The project Mark Lloyd was working on was a National Broadband Map to show our true
communications capabilities. And, he wanted to crowd-source the map from community
groups, supplementing that with census and other data from several different places to create a big mash-up. This was in 2005, around the same time Adrian Holovaty was thinking about chicagocrime.org.

I think the time is now ripe for this project, and when the new folks at the FCC asked me what I thought they should look at I pitched Mark’s idea (they’re reaching out to lots and lots of folks, which is a great sign). I asked for posting privileges here at Radar so I could pitch the idea to the Internet as well since I’m taking your name in vain as the folks that would make this happen.

The FCC has been charged to draft a National Broadband Plan next year. They’ve hired Blair Levin to run this process and he’s he started his new job in overdrive.
But, if we’re going to plan for the future, we have to know where we are today. When it comes to how we access communications in the United States, we really have no idea what we have and where it is.

The FCC collects broadband deployment statistics from industry. But, the
statistics are gross. If one site in a zip code has broadband, the whole area is considered high-speed. And, broadband is defined as 256 kbps in any one direction. Mark Lloyd is a long-time critic of these statistics: here are his 2004 columns on
Word
Games at the FCC
and
Catching
Up With Iceland.

Since we don’t have good statistics, our policy makers can’t make good policies. That
is apparent in two areas:

  • First, we don’t have an accurate ranking of our competitiveness compared to other
    countries. Each country measures broadband differently, and as you’ve seen we
    kind of cheat and say broadband is 256 kbps.

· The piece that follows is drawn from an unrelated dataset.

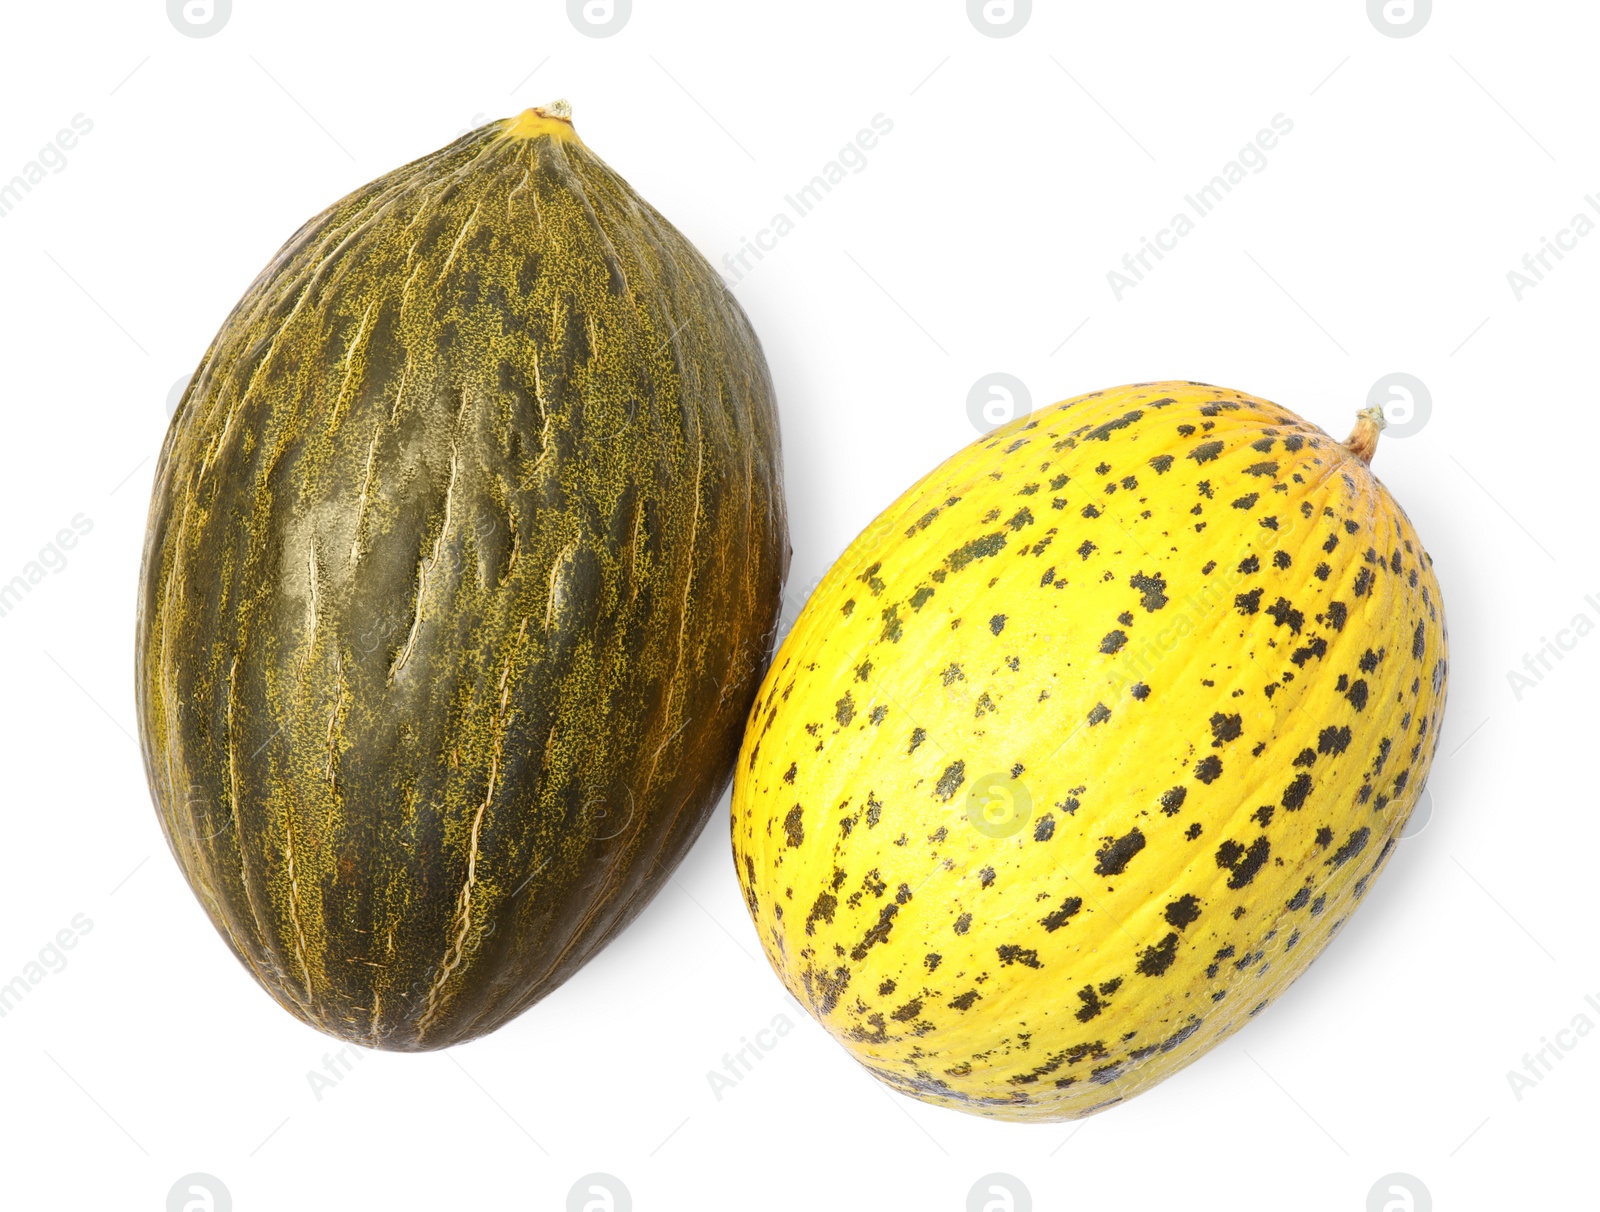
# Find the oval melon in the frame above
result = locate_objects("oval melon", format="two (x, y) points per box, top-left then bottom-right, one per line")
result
(137, 103), (789, 1049)
(731, 382), (1445, 1120)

Our policy makers have no idea
    how totally awful our communications capabilities are compared with,
    for example, Japan or Korea, where broadband starts at 100 mbps.
    What that means is that most of the international rankings we see in the
    papers from the ITU and OECD are just nonsense.
  • Second, we don’t have an accurate idea of the extent of the digital divide here in the U.S. Our
    inner cities, rural areas, and schools are all greatly under-served and our
    policy makers can’t see that when they administer programs such as the
    billion-dollar boondoggle that is the
    Universal Service Fund.

To the FCC’s credit, the new Chairman is well aware of these problems, and has commissioned Harvard’s Berkman Center to
review the existing data.
That’s a great start, but I don’t think you can just count on the industry and on consulting firms to get a good picture of our capabilities. I think you need hit the streets and collect real data.

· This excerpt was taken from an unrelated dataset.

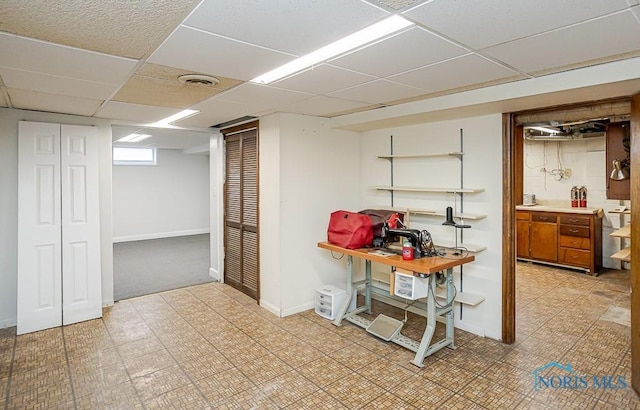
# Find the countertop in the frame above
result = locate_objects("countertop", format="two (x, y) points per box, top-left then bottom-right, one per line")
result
(516, 204), (604, 217)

To create a National Communications Census, the FCC could utilize two techniques:

  • First is basic survey science. Put a form up that allows people to enter their
    address, and answer questions: Is DSL available? Do you have it? Do you have
    cable Internet? Do you think it works well? Do you have cell coverage? What carrier? Do you have your own Wi-Fi? Can you access public Wi-Fi? In addition to a form on the FCC web site, an API would be great so people could develop their own apps for entering data from volunteer census workers on the streets.
  • Second is basic network research. Develop an API that allows an application to enter information such as Wi-Fi signal strength at a given location, cell carrier signal strength, and how many Wi-Fi networks are seen. Then, encourage people to develop iPhone, Android, and other applications to collect the data. Phones are actually great little limited-purpose spectrum analyzers. On your iPhone, for example, call *3001#12345#* and you can enter field test mode.

With both the survey and the data collection, the FCC can appeal to community groups to go out and war drive or poll-take in inner cities and rural areas so we can finally get a good picture of who has what. This is a lot of data that might come in, so rather than reinvent the wheel, it makes sense to partner with some non-profit network research operation like M-Lab which has the oomph to absorb an applications like this and can also make the data available
downstream to researchers, cartographers, and mashup artists.

Mapping our national communications capability is something the FCC needs to do for itself so it can create better plans, but also for state and local governments who are planning their infrastructure, and to the communications industry that needs to know
how and where to expand. A census would also of great use to ordinary consumers, who could use it see who has decent cell coverage, where to find Wi-Fi, or which Internet Service Provider works best in a given area.